Les Jeux Olympiques d’Anvers ont lieu du 20 août au 12 septembre 1920 mais en réalité ils commencent bien plus tôt, en avril 1920, par des compétitions de patinage artistique et de hockey sur glace. Les Jeux d’Anvers sont donc les seuls Jeux d’été de l’histoire à avoir accueilli les hockeyeurs, leurs crosses et leur palet. Les Jeux d’hiver n’existent pas encore et verront le jour qu’en 1924 !
Sur les sept équipes en lice, celle du Canada, les Falcons de Winnipeg, remporte le tournoi haut la main grâce à ses trois victoires contre la Tchécoslovaquie, les Etats-Unis et la Suède. Quant à l’équipe suisse, elle retourne bredouille au pays. Les joueurs suisses, malgré leur grande expérience, se présentent vêtus de fringants shorts blancs avec très peu de protection. Le gardien de but se pare aussi de sa plus belle cravate lors des épreuves !
Ces nouvelles épreuves ont lieu dans la patinoire du Palais de Glace d’Anvers. Très petite mais très élégante, elle offre la possibilité aux spectateurs de pouvoir s’asseoir à des tables et de regarder les parties tout en dégustant un verre de vin et en écoutant de la musique jouée par un orchestre !
L’équipe du Canada (CAN), 1ère du tournoi avec Wally Byron en tant que gardien de but, Robert Benson, Konrad Johannesson et Allan Woodman en tant que défenseurs et Frank Fredrickson, Chris Fridfinnson, Magnus Goodman et Haldor Halderson. © CIO
L’équipe de Suisse (SUI) de hockey sur glace avec de gauche à droite DeSiebenthaler, Bruno Leuzinger, Max Sillig, René Savoie, Louis Dufour fils, Marius Jaccard, Cuindat, Max Holzboer et Paul Lob. © CIO
Médaille commémorative de participant aux JO d’Anvers 1920 ayant appartenu à René Savoie (SUI). © CIO
Duke, le champion de natation et le père du surf il y a 100 ans
Le nageur Duke Paoa Kahanamoku (USA), originaire d’Hawaï, fait sa première apparition olympique en 1912 et égale le record du monde au 100 m nage libre.
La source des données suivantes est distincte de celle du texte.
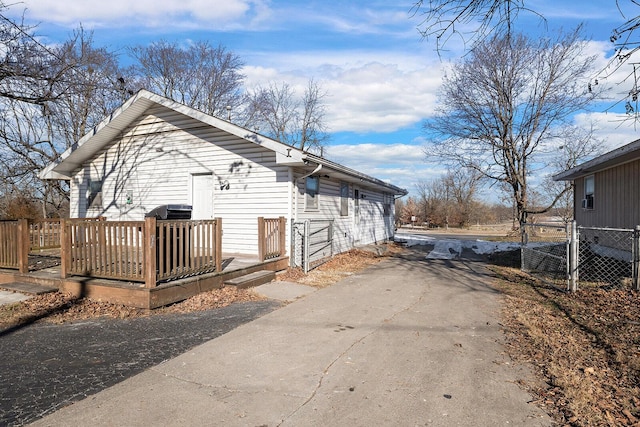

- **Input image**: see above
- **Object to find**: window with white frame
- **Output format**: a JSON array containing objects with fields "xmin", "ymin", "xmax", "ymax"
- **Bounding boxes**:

Maillot de bain gris de Duke Paoa Kahanamoku (USA), avec deux boutons de fermeture sur les épaules. Archives du Comité International Olympique. © CIO
A Anvers 1920, le « Duke » comme il est communément appelé, conserve son titre sur 100 m nage libre et ajoute une troisième médaille d’or à sa carrière dans le relais 4×200 m nage libre. En 1920, Duke représente également les États-Unis au water-polo.
Kahanamoku revient aux Jeux Olympiques en 1924 et termine deuxième derrière Johnny Weissmuller (USA), le célèbre Tarzan, au 100 m nage libre. Le frère de Duke, Sam, se classe troisième dans la même course.
Entre ses participations aux Jeux Olympiques, Duke Kahanamoku, également passionné de surf, parcoure le monde pour présenter et promouvoir ce sport. C’est ainsi que cet homme aux nombreux surnoms est également appelé le “père du surf”. Plus tard, Kahanamoku joue des rôles secondaires dans 28 films hollywoodiens.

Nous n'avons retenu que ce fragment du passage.